New research has shown that people with blue eyes are genetically linked and have a single common ancestor. Professor Hans Eiberg of the University of Copenhagen said ‘Originally we all had brown eyes but due to genetic mutation, this particular gene lost its ability to produce the brown eyes.’
Blue eyes are said to be a recessive trait . A recessive trait can have an effect only if both genes in a pair are recessive. This means neither the first person with genetic mutation nor his/her children would have had blue eyes. As the gene had to come from both the parents it would have been passed on for a while.
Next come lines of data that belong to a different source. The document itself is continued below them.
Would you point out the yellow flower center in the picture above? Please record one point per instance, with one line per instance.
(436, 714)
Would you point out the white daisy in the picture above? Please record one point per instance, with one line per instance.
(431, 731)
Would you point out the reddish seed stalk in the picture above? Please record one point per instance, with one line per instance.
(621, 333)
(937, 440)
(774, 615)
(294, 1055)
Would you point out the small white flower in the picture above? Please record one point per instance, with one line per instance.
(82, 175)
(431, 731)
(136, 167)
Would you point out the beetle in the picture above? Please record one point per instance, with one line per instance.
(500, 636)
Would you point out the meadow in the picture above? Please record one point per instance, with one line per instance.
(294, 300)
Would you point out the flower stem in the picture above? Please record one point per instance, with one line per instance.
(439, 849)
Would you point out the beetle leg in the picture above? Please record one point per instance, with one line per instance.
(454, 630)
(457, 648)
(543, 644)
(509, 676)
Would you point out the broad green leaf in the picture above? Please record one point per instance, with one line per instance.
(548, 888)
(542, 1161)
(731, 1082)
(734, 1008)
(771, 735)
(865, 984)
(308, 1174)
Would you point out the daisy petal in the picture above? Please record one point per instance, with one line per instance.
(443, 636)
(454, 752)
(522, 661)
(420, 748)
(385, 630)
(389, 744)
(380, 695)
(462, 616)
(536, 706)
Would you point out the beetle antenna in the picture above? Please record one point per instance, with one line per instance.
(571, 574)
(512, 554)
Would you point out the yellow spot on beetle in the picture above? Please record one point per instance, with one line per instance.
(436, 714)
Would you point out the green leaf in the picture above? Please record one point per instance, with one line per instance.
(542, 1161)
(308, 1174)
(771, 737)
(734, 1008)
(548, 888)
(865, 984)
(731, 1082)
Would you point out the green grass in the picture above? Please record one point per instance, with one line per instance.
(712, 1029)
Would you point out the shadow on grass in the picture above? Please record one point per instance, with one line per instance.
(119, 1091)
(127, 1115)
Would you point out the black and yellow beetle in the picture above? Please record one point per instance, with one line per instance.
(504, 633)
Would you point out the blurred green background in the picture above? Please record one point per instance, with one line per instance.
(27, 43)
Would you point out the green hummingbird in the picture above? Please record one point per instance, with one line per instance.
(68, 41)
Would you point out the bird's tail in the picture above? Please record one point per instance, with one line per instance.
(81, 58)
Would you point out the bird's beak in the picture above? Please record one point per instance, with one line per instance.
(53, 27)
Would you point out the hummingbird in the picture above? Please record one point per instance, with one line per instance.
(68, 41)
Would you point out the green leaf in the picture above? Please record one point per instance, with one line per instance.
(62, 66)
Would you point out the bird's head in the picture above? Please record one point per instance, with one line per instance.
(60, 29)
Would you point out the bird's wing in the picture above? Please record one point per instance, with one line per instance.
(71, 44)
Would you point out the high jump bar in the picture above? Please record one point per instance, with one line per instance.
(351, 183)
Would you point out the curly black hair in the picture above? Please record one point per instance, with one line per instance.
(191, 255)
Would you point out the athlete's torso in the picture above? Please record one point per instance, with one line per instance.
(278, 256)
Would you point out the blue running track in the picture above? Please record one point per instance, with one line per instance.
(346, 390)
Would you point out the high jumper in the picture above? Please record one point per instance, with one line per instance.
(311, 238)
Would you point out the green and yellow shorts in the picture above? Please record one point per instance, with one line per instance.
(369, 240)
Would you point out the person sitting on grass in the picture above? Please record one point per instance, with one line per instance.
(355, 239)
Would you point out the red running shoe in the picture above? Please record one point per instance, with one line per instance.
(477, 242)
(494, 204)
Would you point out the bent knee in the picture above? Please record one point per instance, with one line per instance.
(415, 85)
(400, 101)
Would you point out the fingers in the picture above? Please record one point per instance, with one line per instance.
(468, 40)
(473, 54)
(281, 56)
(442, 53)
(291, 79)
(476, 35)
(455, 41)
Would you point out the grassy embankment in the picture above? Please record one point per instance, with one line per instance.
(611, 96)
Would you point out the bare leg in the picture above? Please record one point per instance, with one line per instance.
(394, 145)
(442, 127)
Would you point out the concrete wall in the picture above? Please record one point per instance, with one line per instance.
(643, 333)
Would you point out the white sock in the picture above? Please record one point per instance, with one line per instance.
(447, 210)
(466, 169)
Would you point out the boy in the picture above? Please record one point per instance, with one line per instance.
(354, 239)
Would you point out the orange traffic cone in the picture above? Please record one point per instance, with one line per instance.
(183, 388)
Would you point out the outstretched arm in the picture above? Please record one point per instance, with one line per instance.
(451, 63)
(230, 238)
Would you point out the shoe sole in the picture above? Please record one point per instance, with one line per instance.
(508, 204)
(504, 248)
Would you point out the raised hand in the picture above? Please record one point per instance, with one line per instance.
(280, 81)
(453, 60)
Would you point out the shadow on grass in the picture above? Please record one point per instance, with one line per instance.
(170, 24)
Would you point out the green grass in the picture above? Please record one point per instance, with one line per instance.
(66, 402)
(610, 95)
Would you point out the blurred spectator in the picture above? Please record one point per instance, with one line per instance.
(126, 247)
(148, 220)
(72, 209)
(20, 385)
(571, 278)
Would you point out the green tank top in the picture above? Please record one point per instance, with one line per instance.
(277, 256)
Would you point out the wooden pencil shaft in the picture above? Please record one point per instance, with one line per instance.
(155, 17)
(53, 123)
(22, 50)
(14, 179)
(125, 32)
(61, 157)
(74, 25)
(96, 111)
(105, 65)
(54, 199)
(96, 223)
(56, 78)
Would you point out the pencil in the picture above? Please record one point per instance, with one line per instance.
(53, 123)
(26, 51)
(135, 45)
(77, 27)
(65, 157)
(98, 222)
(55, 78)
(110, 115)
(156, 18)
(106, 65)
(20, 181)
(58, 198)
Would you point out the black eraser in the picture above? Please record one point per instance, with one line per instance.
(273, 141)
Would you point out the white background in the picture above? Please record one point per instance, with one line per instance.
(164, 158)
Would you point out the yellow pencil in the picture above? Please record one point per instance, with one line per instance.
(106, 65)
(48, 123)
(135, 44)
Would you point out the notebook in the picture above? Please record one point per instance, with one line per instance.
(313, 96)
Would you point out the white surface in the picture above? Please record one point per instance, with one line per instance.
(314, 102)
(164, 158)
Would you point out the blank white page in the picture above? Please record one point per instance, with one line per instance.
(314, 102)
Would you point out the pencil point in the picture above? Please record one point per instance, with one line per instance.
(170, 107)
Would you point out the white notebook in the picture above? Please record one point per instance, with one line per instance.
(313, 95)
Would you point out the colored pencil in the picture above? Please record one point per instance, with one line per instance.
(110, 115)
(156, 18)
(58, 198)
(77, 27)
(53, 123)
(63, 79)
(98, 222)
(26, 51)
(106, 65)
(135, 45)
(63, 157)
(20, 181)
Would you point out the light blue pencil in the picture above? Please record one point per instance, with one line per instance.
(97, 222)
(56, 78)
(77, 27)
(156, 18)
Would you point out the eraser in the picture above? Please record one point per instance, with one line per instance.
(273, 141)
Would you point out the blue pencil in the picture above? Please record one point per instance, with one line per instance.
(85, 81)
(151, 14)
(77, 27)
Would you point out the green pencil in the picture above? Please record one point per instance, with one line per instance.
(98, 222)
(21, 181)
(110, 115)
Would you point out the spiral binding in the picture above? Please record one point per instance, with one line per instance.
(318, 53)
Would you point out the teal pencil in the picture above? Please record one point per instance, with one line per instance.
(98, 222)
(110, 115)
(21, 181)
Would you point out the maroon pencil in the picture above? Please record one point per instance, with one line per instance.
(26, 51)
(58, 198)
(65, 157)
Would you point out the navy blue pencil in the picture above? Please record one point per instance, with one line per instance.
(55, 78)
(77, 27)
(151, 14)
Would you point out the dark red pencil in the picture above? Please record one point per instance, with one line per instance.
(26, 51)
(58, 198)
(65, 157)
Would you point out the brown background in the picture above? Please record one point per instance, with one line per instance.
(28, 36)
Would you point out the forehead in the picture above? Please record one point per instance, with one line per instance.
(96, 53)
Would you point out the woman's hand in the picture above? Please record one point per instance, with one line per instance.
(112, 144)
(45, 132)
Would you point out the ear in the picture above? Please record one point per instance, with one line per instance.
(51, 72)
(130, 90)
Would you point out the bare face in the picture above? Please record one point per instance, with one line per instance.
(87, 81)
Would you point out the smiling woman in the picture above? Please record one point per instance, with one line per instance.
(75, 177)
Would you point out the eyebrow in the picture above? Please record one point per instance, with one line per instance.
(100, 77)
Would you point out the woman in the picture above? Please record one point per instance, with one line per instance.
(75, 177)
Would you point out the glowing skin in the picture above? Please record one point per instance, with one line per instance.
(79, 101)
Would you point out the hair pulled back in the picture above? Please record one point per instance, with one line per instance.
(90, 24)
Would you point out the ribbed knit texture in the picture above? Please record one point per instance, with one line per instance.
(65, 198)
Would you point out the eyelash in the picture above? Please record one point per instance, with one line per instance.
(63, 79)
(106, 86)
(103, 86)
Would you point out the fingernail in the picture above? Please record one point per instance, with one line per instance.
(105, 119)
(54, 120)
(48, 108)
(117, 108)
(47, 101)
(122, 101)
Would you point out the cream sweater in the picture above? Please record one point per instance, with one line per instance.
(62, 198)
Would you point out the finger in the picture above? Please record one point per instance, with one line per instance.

Interestingly in 2006 a group of cavers stumbled upon two skeletons in a deep cave at 4,920 feet altitude in the Cantabrian Mountains of northwest Spain. On carbon dating these bones date back to the Mesolithic period between 7,000-10,000 years ago. Tests carried out from the DNA brought about a series of surprises to the scientist world.
mesolithic man
When Carles Lalueza-Fox who led the study at the Institute of Evolutionary Biology in Barcelona looked at the genome, he found that rather than having light skin, the man had gene variants that tend to produce much darker skin. “This guy had to be darker than any modern European, but we don’t know how dark,” the scientist said.
Another surprise finding was that the man had blue eyes. That was unexpected, said Lalueza-Fox, because the mutation for blue eyes was thought to have arisen more recently than the mutations that cause lighter skin colour. The results suggest that blue eye colour came first in Europe, with the transition to lighter skin ongoing through Mesolithic times.